The growing use of Facebook Mobile has many concerned in this city in the eastern Democratic Republic of Congo. Now that young people have the social network literally at their fingertips, cybercafés are reporting a considerable drop in clients and teachers are complaining that students use the cell phone app to cheat. But perhaps most worrisome of all for a country in political turmoil, Facebook's ubiquity is helping spread false news.
"Because Facebook is accessible to everyone through mobile phones, people post unverified information and it wreaks havoc in these times of war," says Mathieu Katsuva. The young journalist for radio station Ngoma FM therefore encourages his peers to be more responsible and to verify each piece of news before sharing it on the social network.

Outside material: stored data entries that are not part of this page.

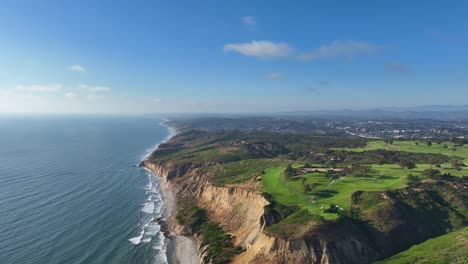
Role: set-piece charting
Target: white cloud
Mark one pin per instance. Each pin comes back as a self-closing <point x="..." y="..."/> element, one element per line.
<point x="48" y="88"/>
<point x="347" y="49"/>
<point x="396" y="66"/>
<point x="269" y="50"/>
<point x="95" y="89"/>
<point x="261" y="49"/>
<point x="77" y="68"/>
<point x="274" y="75"/>
<point x="71" y="95"/>
<point x="249" y="22"/>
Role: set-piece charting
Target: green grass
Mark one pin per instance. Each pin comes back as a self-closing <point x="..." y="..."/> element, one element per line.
<point x="411" y="146"/>
<point x="381" y="178"/>
<point x="449" y="248"/>
<point x="241" y="171"/>
<point x="339" y="193"/>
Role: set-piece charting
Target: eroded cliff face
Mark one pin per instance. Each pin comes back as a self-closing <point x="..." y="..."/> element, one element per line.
<point x="241" y="211"/>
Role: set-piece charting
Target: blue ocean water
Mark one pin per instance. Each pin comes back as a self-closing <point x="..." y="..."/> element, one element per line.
<point x="70" y="193"/>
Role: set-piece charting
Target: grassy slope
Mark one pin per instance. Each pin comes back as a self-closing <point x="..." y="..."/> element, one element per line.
<point x="449" y="248"/>
<point x="411" y="146"/>
<point x="339" y="193"/>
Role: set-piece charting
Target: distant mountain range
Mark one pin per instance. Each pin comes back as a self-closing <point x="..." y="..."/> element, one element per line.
<point x="437" y="112"/>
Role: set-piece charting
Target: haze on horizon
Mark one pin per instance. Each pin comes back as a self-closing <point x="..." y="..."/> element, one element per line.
<point x="238" y="56"/>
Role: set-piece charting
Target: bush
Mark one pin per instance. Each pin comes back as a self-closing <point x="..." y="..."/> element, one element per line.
<point x="431" y="173"/>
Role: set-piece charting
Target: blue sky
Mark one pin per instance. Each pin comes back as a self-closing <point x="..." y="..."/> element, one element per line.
<point x="230" y="56"/>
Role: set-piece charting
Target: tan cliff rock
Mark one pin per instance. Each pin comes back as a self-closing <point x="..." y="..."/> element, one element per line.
<point x="240" y="211"/>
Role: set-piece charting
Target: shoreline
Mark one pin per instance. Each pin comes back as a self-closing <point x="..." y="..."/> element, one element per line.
<point x="185" y="249"/>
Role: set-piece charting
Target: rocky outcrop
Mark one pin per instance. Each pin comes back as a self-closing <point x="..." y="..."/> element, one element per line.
<point x="241" y="212"/>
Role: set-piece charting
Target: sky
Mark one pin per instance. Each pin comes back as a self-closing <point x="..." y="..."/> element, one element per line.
<point x="68" y="56"/>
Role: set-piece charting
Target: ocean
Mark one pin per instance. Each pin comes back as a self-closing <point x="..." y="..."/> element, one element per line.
<point x="70" y="191"/>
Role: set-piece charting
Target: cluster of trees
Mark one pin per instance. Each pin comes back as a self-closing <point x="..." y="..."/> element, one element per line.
<point x="360" y="170"/>
<point x="457" y="164"/>
<point x="289" y="172"/>
<point x="404" y="163"/>
<point x="308" y="187"/>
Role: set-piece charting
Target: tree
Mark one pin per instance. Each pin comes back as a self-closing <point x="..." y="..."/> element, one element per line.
<point x="360" y="170"/>
<point x="332" y="209"/>
<point x="457" y="165"/>
<point x="313" y="185"/>
<point x="407" y="164"/>
<point x="412" y="178"/>
<point x="434" y="162"/>
<point x="431" y="173"/>
<point x="288" y="172"/>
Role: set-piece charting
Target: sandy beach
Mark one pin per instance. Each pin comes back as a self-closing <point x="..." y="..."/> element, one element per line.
<point x="185" y="248"/>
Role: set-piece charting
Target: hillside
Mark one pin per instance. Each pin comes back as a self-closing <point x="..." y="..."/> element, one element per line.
<point x="305" y="198"/>
<point x="449" y="248"/>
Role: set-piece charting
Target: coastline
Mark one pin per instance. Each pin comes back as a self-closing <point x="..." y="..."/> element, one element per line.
<point x="185" y="249"/>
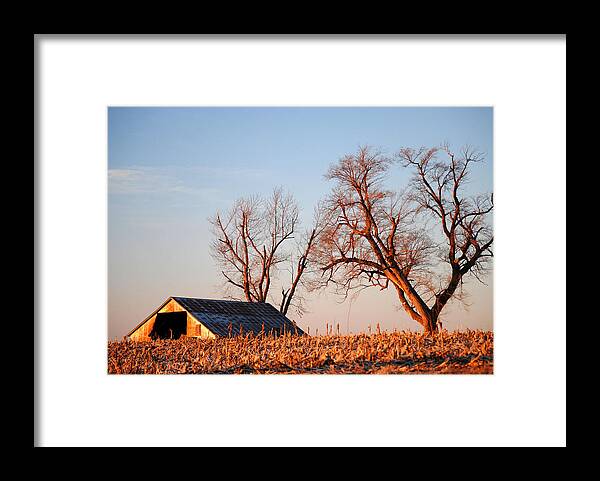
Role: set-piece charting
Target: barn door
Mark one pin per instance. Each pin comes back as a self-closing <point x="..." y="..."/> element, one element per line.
<point x="169" y="325"/>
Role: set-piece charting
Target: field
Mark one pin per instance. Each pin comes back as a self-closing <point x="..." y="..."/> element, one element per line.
<point x="469" y="352"/>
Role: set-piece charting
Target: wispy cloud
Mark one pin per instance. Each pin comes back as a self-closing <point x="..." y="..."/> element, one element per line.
<point x="144" y="180"/>
<point x="175" y="179"/>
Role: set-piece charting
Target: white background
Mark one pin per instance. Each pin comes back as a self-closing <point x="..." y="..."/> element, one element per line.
<point x="523" y="403"/>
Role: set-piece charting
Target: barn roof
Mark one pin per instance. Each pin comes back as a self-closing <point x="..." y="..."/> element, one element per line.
<point x="225" y="317"/>
<point x="218" y="316"/>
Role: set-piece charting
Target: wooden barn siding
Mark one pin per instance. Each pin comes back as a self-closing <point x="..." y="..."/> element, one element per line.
<point x="194" y="328"/>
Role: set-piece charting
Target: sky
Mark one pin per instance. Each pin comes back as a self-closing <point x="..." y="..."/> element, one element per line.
<point x="170" y="169"/>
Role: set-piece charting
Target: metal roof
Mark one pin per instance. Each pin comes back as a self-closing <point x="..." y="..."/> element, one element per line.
<point x="223" y="318"/>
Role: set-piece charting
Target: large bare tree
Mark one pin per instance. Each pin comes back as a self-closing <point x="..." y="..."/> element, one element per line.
<point x="422" y="241"/>
<point x="251" y="242"/>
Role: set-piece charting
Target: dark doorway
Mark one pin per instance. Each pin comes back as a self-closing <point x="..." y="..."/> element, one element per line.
<point x="169" y="325"/>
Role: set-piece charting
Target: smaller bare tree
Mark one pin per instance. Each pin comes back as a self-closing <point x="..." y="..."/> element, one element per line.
<point x="253" y="239"/>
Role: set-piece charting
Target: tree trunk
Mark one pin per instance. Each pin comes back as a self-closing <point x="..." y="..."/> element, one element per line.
<point x="430" y="325"/>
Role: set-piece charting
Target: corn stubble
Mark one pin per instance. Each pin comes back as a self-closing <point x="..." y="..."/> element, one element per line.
<point x="469" y="352"/>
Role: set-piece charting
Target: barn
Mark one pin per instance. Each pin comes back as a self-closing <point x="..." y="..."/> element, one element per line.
<point x="211" y="318"/>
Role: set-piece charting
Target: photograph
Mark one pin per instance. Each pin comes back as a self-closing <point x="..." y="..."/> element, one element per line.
<point x="300" y="240"/>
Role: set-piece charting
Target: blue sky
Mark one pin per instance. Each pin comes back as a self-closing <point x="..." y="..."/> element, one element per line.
<point x="169" y="169"/>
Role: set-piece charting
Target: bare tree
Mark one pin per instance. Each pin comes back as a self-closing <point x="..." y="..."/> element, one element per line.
<point x="376" y="237"/>
<point x="305" y="257"/>
<point x="250" y="243"/>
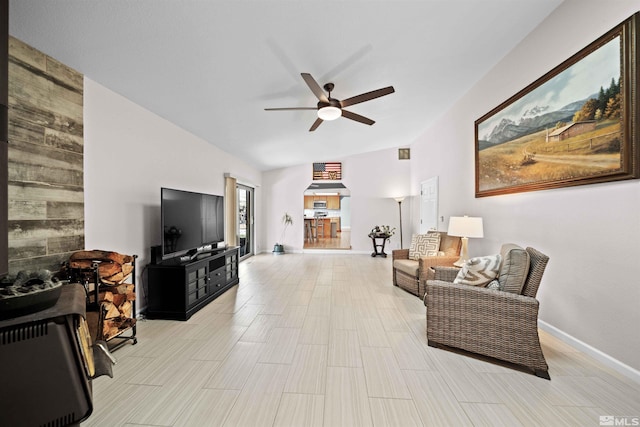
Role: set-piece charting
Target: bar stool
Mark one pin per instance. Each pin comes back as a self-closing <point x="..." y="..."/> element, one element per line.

At a recent panel discussion about the internet's impact on youth, Serge Mapendano, president of the Beni youth parliament, also made a plea for greater awareness among Facebook users. Mapendano believes that some young people commit abuses by posting provocative, unfounded remarks. This is seen as being especially risky during the present conflict between the Congolese national army and the M23 rebels.
Sharing too much
Teachers, too, are critical of how some students are exploiting the technology. Facebook can facilitate cheating, suggests a number of testimonies. Jean Baptiste Ndavaro, who teaches social sciences at Beni's Higher Institute for Rural Development (ISDR), claims he has caught many students using Facebook Mobile to share answers in the middle of an examination.
According to Ndavaro, such behaviour sometimes contributes to falling grades, overall. "Many students have stopped studying hard because they know that on the day of the exam, they only need to connect to Facebook and request the answers from their classmates, who are also connected," he says. The teacher is also concerned about the current lack of school regulations banning the use of mobile phones during examinations.
Death of the cybercafé?
Meanwhile, this trend in technology is impacting the owners of cybercafés. Since acquiring Facebook-ready mobile phones, a large portion of their young clients has stopped visiting.
"We used to have young customers coming in groups to connect to Facebook," says the manager of New Digital Net, who goes by the name of JVC. "Now, we hardly see them, and when we bump into them and ask why they don't come anymore, they say that they bought mobile phones with Facebook."
Likes from vendors
One group, however, who is profiting from the Facebook fanaticism are cell phone vendors. At the Toratina market for second-hand phones in Beni's Matongé quarter, retailers have been noticing how young customers are more interested in Blackberry, Nokia, Samsung, Sony Ericsson and Techno because these brands come with a Facebook app already installed. Plus, they have WiFi connection capacity.
Sec and Mukelenge, two retailers at Toratina, claim to sell more than a dozen such phones every day to a young clientele. Another vendor named Jérémie Jeteme concurs. "They place orders before I even receive stock," he says.